W naszym kraju nie ma konieczności zostawiania w restauracjach napiwku, ale mimo to wielu życzliwych i zadowolonych z obsługi klientów płaci nieco więcej za rachunek. Ta nadpłata to właśnie napiwek. Dotychczas nie określono, jaką dokładnie kwotę zostawić i czy nie będzie obciachem, jeśli zapłacimy drobnymi. Zgodnie z zasadami savoir-vivre’u błędem jest zostawianie kelnerowi drobnych monet.
W polskich knajpach napiwki dla kelnera nie są konieczne, ale i tak warto znać podstawowe zasady ich wręczania. Wielu klientów jest skłonnych wynagrodzić kelnera za jego fachową obsługę, ale nie tylko. To dobre maniery nakazują nam, by właśnie tak odwdzięczyć się za kawę, słodkie ciasto czy smaczny obiad.

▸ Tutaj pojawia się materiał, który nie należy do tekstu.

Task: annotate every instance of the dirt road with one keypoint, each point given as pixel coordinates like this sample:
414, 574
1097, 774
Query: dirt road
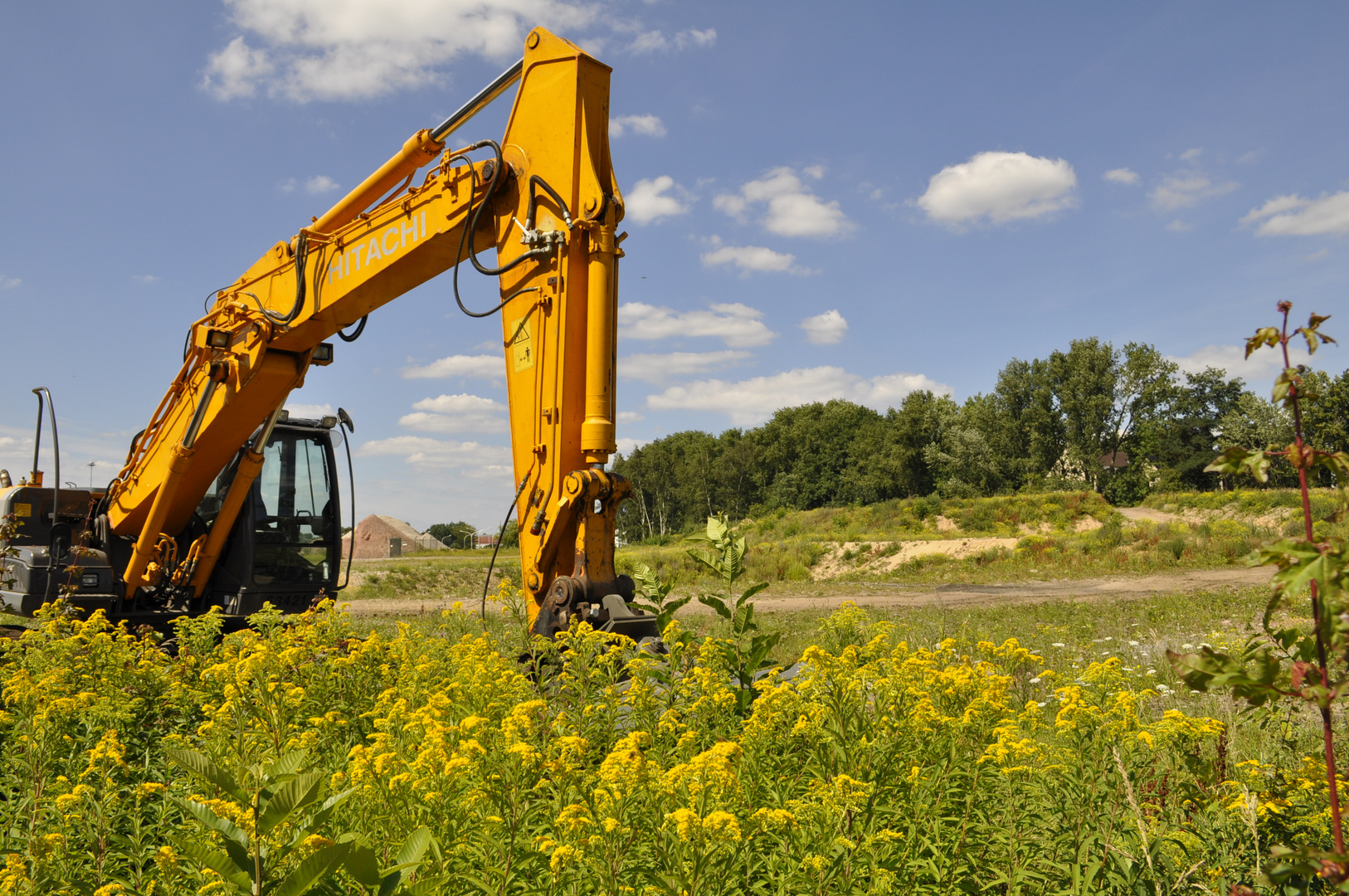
948, 596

Wszakże, nadal niektórzy nie orientują się, jakie sumy z reguły zostawia się w restauracjach – czytamy w serwisie WP Finanse.
Ile pieniędzy zostawić kelnerowi?
W Polsce o wysokości napiwku decyduje klient, ale przeważnie wynosi od 10 do 15 procent stawki rachunku. Oczywiście kwoty powyżej 15 proc. też wchodzą w grę.

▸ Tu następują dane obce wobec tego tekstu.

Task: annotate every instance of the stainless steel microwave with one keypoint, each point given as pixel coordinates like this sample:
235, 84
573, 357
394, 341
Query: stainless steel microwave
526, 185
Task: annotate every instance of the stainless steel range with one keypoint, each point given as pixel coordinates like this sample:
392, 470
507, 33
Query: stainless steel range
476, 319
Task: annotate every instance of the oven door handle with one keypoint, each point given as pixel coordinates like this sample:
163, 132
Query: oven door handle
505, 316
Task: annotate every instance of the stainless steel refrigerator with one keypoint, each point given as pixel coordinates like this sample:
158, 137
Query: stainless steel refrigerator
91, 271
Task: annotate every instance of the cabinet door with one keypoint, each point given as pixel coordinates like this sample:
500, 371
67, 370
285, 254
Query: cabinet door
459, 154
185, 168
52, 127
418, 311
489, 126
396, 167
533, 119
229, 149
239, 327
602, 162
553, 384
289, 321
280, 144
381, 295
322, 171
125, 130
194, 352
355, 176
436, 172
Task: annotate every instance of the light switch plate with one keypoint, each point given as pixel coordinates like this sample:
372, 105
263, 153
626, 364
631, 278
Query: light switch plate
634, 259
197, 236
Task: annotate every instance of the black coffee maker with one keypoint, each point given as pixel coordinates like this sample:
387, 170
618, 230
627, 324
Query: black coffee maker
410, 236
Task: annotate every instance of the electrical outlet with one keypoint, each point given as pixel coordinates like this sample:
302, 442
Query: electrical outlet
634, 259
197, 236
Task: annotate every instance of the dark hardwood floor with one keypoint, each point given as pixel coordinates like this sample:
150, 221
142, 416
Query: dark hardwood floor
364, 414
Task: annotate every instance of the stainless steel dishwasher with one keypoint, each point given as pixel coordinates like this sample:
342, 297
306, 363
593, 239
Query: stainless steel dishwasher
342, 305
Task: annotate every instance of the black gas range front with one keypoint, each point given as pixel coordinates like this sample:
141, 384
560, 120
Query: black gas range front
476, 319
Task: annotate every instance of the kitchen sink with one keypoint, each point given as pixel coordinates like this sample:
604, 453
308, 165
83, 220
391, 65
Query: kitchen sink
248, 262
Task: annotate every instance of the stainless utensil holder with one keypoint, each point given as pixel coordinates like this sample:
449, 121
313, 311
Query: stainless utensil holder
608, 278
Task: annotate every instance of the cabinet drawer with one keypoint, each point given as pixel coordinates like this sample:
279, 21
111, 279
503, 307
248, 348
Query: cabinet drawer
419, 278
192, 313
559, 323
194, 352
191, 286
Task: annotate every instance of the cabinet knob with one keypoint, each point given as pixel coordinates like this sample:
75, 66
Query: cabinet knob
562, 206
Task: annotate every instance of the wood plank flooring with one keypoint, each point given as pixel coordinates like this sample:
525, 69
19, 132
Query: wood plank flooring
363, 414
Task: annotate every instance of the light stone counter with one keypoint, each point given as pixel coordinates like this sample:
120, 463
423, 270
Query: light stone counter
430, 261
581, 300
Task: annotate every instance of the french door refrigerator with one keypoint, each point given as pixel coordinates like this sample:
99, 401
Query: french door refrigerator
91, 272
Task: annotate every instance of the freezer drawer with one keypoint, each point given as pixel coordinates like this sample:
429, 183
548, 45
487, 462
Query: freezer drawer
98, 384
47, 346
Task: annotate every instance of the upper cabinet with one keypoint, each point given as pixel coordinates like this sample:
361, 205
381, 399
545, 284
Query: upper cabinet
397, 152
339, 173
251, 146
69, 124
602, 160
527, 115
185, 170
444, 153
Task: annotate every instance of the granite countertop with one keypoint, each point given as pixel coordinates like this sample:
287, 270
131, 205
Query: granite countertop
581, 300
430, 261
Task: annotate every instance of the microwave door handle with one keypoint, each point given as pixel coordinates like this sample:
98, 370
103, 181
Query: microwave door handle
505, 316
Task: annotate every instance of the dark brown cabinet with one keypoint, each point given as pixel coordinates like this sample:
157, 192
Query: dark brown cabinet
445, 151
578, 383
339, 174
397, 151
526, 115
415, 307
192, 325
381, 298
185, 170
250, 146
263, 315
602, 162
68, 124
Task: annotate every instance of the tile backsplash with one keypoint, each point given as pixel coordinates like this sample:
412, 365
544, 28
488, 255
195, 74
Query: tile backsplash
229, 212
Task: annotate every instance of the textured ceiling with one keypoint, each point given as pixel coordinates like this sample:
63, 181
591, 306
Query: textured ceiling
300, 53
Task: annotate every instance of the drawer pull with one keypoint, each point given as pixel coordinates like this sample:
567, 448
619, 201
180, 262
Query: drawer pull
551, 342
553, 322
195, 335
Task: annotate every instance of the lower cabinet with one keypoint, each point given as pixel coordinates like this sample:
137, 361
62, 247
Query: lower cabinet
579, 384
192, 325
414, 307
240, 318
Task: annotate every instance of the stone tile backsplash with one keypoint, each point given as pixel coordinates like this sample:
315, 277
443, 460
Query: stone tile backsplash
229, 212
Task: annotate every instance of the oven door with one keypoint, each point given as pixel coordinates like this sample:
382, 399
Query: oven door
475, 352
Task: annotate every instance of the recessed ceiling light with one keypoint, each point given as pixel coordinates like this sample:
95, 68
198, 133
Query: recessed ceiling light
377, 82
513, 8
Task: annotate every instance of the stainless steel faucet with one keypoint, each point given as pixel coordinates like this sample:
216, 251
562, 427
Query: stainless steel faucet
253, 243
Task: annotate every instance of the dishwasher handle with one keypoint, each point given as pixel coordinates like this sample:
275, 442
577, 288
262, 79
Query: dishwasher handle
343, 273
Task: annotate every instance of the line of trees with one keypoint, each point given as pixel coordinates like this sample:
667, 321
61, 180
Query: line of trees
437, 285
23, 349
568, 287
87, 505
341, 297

Jednak w innych państwach europejskich (np. we Włoszech), reguły są nieco inne niż w naszym kraju. Zresztą, w USA wręczanie napiwku jest na porządku dziennym. Może wynosić nawet 20 proc. wartości rachunku.
Koronna zasada to wystrzegać się zostawiania groszy w formie pieniężnego wyrazu zadowolenia klienta, bo to najprawdopodobniej zostanie źle odebranie przez kelnera – zaznacza serwis WP Finanse. Zatem zostawianie monet o nominale np. 2 grosze, 20 groszy, 5 groszy to poniżenie pracownika restauracji/kawiarni. Wtedy lepiej zupełnie zrezygnować z datku.

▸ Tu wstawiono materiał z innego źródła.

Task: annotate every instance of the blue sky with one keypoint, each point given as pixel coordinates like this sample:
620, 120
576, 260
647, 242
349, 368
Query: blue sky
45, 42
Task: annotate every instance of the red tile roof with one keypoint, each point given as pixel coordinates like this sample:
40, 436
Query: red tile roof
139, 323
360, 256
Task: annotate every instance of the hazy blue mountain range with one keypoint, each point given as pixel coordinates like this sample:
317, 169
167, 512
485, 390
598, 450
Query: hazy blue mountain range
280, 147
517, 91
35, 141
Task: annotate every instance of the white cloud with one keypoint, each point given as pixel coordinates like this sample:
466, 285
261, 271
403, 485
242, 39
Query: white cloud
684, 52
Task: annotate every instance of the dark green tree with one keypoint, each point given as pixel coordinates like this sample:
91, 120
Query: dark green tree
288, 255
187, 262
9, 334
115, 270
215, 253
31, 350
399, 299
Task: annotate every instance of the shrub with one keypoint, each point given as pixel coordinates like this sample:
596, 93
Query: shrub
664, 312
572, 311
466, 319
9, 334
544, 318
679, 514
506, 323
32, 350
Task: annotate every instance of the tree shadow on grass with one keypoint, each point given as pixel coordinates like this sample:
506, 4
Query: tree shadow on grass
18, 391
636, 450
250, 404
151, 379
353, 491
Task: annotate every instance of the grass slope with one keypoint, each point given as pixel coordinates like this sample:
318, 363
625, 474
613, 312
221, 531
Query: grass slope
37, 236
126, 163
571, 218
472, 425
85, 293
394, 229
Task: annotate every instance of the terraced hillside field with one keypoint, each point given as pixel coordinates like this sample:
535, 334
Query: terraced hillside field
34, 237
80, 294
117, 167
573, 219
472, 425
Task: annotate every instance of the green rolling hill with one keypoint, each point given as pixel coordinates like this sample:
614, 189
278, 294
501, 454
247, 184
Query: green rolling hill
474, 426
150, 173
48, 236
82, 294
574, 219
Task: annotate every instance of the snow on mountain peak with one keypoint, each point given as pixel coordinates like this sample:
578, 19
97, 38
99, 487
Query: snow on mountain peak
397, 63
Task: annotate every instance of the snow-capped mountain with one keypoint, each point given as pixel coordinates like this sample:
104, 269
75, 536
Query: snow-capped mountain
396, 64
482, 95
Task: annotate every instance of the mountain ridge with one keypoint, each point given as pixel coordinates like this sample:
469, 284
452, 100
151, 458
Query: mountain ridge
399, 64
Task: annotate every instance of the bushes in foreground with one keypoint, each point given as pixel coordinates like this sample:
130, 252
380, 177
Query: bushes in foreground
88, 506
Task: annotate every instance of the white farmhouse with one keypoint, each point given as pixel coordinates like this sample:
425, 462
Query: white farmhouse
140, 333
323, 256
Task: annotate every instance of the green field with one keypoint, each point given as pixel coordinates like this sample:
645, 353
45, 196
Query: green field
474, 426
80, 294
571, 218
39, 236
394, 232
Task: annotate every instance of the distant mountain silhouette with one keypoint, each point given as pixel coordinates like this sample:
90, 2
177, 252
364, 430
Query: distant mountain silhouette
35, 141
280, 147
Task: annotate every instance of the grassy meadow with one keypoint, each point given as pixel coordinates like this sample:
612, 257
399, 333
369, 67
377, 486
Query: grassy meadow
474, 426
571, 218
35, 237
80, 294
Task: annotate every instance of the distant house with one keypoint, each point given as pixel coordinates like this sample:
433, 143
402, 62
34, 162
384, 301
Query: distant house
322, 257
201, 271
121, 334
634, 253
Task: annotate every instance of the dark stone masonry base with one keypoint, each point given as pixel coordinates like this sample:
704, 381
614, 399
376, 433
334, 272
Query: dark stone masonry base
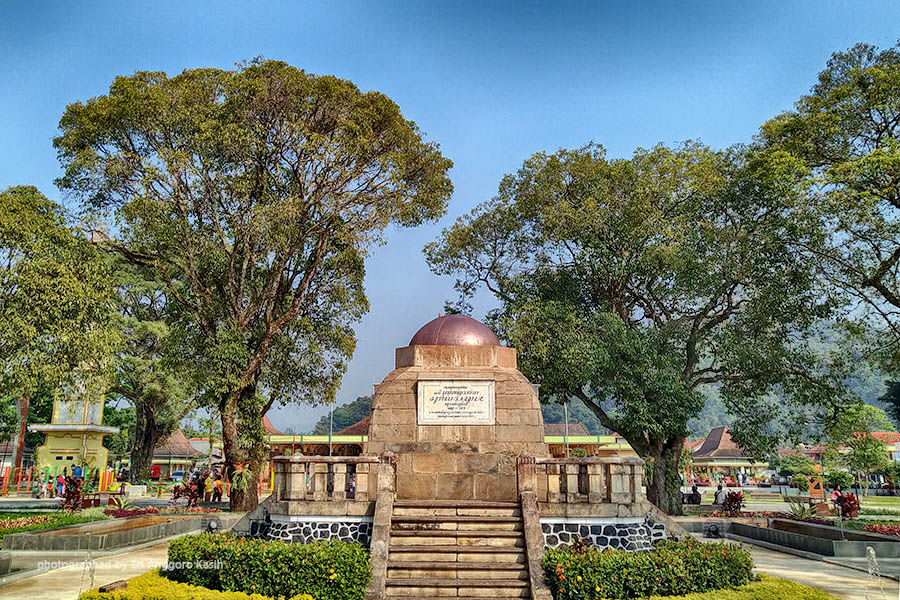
309, 530
634, 537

Najlepiej wręczyć napiwek w gotówce. Przykładowo, jeśli suma na rachunku wynosi 84 złote, wtedy wystarczy wyłożyć 100 złotych, aby jasno wskazać osobie przyjmującej zapłatę, że to jest właśnie nasz napiwek i nie ma konieczności wydawania reszty. Mimo że napiwek jest niski, to i tak dobrze o nas świadczy.